Photographer/Stylist: Ksenia Usacheva 2018 Beauty Intoxication
Hair/Makeup/Model: Julie Demont

Kottke

“Founded in 1998, kottke.org is one of the oldest blogs on the web. It’s written and produced by Jason Kottke and covers the essential people, inventions, performances, and ideas that increase the collective adjacent possible of humanity. Frequent topics of interest among the 26,000+ posts include art, technology, science, visual culture, design, music, cities, food, architecture, sports, endless nonsense, and carefully curated current events, all of it lightly contextualized. Basically, it’s the world’s complete knowledge, relentlessly filtered through my particular worldview, with all the advantages and disadvantages that entails.

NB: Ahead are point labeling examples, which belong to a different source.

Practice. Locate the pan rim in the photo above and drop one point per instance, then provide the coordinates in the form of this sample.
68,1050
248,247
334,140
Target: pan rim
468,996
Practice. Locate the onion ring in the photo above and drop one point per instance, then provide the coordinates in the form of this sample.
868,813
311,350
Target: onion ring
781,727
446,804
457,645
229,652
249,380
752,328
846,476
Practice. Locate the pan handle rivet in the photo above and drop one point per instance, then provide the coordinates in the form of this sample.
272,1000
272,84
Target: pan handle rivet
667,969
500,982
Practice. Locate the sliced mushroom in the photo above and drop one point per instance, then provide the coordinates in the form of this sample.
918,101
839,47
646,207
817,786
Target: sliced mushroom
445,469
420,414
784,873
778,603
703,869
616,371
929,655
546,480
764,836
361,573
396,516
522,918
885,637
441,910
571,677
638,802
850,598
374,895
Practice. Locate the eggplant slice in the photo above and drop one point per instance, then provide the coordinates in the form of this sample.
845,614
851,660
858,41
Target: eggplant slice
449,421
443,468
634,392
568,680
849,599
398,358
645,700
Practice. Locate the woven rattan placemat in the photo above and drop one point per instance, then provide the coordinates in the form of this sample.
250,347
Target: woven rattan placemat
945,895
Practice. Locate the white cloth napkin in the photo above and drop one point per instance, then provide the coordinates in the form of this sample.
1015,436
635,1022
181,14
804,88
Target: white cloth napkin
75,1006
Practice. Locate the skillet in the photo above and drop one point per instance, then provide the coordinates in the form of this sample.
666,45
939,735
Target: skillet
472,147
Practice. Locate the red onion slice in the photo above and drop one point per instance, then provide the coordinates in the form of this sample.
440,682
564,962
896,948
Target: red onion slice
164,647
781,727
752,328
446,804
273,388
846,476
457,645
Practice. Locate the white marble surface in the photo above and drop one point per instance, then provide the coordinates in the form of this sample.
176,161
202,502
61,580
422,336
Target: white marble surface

kottke.org has helped influence the design and format of social media on the web since its inception. In 2000, the site introduced the permalink as a deliberate design feature, now the atomic element of social media. kottke.org has been cited in hundreds of books and academic publications and was one of the first blogs covered in major media like the New Yorker. In 2005, work on the site was 100% funded using a patronage model that anticipated services like Kickstarter and Patreon. The launch versions of both Gawker and BuzzFeed were partially based, in design and function, on kottke.org. The site has helped discover and popularize many emerging ideas and media forms, including tumblelogs in 2005, about a year and a half before Tumblr launched.

More recently, The Guardian named kottke.org one of the 50 most powerful blogs in the world in 2008. In 2013, Wired Magazine asked me to write about kottke.org for their 20th anniversary issue honoring the people, companies, and ideas that “have shaped the future we live in today”. Slate wrote a robotic blogger to see if the site’s output could be matched algorithmically. Time named me one of the 25 best bloggers in 2013.”

Yes, some bloggers see themselves as more important than others.

As an example of their content, I will mention this brief article about the merger of Essilor (“a French multinational that controls almost half of the world’s prescription lens business and has acquired more than 250 other companies in the past 20 years”) and Luxottica (“an Italian company with an unparalleled combination of factories, designer labels and retail outlets,” including Ray-Ban and LensCrafters). I do this because of my first RyanAir flight (to Sicily), two passengers immediately ahead of me were stopped at customs and fined for bringing fake Ray-Ban sunglasses into Italy.

Not just a big lens, but two gigantic lenses seach occupying millions of square kilometers!